When the General Election was first called, no-one could have predicted the pivotal role that Northern Ireland's leading party would play in the result. The DUP's unexpected hand in bringing the Tories back into power has catapulted the party into the centre stage of UK politics, and has for the first time exposed them to the full, unforgiving glare of Great Britain.
As someone born and raised in Belfast, the recent flood of attention towards the DUP feels like a threshold moment for Northern Ireland. The DUP have been the country's leading party for many years, but they have never experienced such widespread criticism for their extreme, right-wing politics. Their stance as anti-gay, anti-choice and anti-EU has positioned the DUP as one of the most conservative parties in western Europe and their recent step into the spotlight is a rude awakening for many across the UK.
But as national outrage against the DUP continues to grow, many of us in Northern Ireland are asking - Why has it taken so long?
Minorities in Northern Ireland have suffered for years under the DUP and have faced a long struggle for equal rights. The LGTBQ community in Northern Ireland are the only one in the British Isles without the right to marriage and the DUP have vowed to continue blocking marriage equality as a priority. There have been countless displays of homophobia from DUP members who have labelled gay people as an "abomination" and "abusers", and only two years ago the DUP attempted to legalise LGTBQ discrimination through their 'conscience clause'.

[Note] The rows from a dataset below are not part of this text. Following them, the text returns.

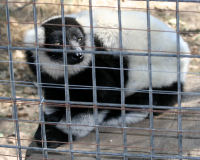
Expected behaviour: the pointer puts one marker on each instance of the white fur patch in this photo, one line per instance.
(129, 118)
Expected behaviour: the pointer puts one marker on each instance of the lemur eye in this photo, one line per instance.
(79, 39)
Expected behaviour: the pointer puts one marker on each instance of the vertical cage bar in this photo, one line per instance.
(95, 110)
(123, 111)
(180, 147)
(39, 87)
(67, 96)
(151, 123)
(12, 81)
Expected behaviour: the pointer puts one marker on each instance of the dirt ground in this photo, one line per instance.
(21, 19)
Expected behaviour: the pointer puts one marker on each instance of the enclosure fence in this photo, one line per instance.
(21, 91)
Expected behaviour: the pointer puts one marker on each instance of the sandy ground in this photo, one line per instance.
(111, 138)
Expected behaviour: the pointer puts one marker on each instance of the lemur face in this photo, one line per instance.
(74, 45)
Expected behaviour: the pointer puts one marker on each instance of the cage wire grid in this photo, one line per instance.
(96, 105)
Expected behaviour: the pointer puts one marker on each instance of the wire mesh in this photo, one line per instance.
(174, 134)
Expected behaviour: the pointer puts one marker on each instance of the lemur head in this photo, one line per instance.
(75, 42)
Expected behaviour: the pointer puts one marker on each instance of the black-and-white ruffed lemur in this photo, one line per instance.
(106, 38)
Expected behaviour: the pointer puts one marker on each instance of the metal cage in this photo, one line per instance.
(173, 135)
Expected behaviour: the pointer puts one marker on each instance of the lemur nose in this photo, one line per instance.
(78, 55)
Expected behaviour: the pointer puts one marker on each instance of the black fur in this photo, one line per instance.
(104, 78)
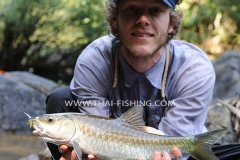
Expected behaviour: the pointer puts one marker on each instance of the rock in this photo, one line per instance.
(227, 68)
(220, 117)
(36, 82)
(21, 92)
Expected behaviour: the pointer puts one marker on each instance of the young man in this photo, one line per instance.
(139, 63)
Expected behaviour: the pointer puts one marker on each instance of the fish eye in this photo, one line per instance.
(50, 119)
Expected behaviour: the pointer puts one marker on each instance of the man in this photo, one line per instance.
(173, 79)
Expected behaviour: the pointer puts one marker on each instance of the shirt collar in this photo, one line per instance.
(154, 75)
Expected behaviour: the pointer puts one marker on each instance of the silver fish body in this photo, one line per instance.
(121, 138)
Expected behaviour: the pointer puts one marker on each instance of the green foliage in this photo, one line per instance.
(48, 35)
(211, 24)
(33, 29)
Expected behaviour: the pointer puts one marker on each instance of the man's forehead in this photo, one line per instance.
(169, 3)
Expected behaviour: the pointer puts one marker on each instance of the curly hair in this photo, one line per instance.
(111, 11)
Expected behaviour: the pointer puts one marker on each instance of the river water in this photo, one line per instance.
(14, 147)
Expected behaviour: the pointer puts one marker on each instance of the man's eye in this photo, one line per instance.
(132, 8)
(155, 10)
(50, 119)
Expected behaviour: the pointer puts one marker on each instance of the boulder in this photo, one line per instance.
(22, 92)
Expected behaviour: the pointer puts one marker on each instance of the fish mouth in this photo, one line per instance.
(38, 129)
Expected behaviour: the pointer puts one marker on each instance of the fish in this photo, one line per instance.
(123, 138)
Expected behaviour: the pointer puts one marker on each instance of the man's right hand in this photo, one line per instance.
(68, 153)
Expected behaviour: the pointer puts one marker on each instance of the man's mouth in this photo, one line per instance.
(142, 35)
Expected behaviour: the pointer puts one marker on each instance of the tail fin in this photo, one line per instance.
(204, 142)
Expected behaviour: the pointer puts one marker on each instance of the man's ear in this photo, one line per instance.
(114, 23)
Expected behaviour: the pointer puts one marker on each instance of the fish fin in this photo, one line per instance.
(77, 149)
(134, 116)
(204, 142)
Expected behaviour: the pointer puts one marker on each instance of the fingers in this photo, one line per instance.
(67, 153)
(63, 148)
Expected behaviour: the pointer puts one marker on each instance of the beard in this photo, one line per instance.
(136, 54)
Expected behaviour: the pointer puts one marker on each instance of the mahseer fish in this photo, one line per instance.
(123, 138)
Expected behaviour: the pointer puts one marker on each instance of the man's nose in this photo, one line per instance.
(143, 20)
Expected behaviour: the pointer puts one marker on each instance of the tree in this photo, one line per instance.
(34, 30)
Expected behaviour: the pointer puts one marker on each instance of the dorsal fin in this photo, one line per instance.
(134, 116)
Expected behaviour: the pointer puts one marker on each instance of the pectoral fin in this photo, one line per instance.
(77, 150)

Women have also faced repression under the party. The DUP have defied human rights recommendations by upholding restrictions on reproductive rights, forcing many women to travel to England to have an abortion and criminalising others for doing so in Northern Ireland. So heavy is the law that only weeks ago - on International Women's Day no less - a number of women's homes were raided in Belfast in a police search for abortion pills.
For years Northern Ireland has lagged behind the rest of the UK on human rights issues and for these minorities it has been a long and drawn out struggle. So while Britain's recent outrage toward the DUP is encouraging, it also feels extremely frustrating. In Northern Ireland we could have used your solidarity long before now.

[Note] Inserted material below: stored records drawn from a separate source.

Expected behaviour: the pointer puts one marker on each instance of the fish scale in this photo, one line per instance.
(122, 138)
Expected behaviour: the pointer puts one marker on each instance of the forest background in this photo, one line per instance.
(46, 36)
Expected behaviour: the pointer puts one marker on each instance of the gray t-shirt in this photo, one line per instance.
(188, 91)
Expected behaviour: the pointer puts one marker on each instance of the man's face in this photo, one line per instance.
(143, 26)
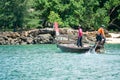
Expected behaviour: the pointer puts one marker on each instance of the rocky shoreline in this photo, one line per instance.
(44, 36)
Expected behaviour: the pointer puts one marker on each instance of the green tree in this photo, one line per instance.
(12, 13)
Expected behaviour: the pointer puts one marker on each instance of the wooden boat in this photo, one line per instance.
(73, 48)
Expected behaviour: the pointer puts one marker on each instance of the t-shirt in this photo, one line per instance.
(101, 31)
(80, 33)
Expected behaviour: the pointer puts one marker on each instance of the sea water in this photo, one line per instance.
(47, 62)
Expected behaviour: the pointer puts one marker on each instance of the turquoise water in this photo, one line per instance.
(47, 62)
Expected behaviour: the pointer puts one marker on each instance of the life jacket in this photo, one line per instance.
(80, 33)
(101, 31)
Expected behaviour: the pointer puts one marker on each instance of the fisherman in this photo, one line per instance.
(80, 34)
(100, 37)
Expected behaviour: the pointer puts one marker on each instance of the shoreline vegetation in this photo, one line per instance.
(47, 36)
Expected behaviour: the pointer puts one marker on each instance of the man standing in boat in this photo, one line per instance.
(80, 34)
(101, 35)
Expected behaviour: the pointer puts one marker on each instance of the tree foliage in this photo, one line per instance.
(68, 13)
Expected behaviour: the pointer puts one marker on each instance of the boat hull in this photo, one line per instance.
(73, 49)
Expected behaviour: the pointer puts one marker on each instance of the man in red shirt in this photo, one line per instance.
(80, 34)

Northern Ireland has always faced general ignorance from the rest of the UK and sparse media coverage in Britain has left many in the dark about the country's biggest issues. For example, many will be unaware of the political crisis Northern Ireland has faced in the last six months, one which has cost over £400 million and left the country without a government since March 2017. A lack of awareness about Northern Ireland has made the recent election results all the more surprising and is a wake up call on the impact that Northern Irish politics can have on everyone in the UK.
The result of the General Election has been a double edged sword for Northern Ireland. The rising influence of the DUP is a truly worrying prospect for all and emphasises the need to transform political thinking in the country. But the increased attention, condemnation and scrutiny towards the DUP has also created a potential for change, something which has long been needed, especially for our forward-thinking young people.
I hope from the current political situation that progress can be made for Northern Ireland. When a collective voice stands against discrimination and intolerance we become much more powerful to creating positive change. I hope you continue to share your outrage at the DUP and condemn their backward politics. It is needed now for everyone in the UK, but especially for Northern Ireland.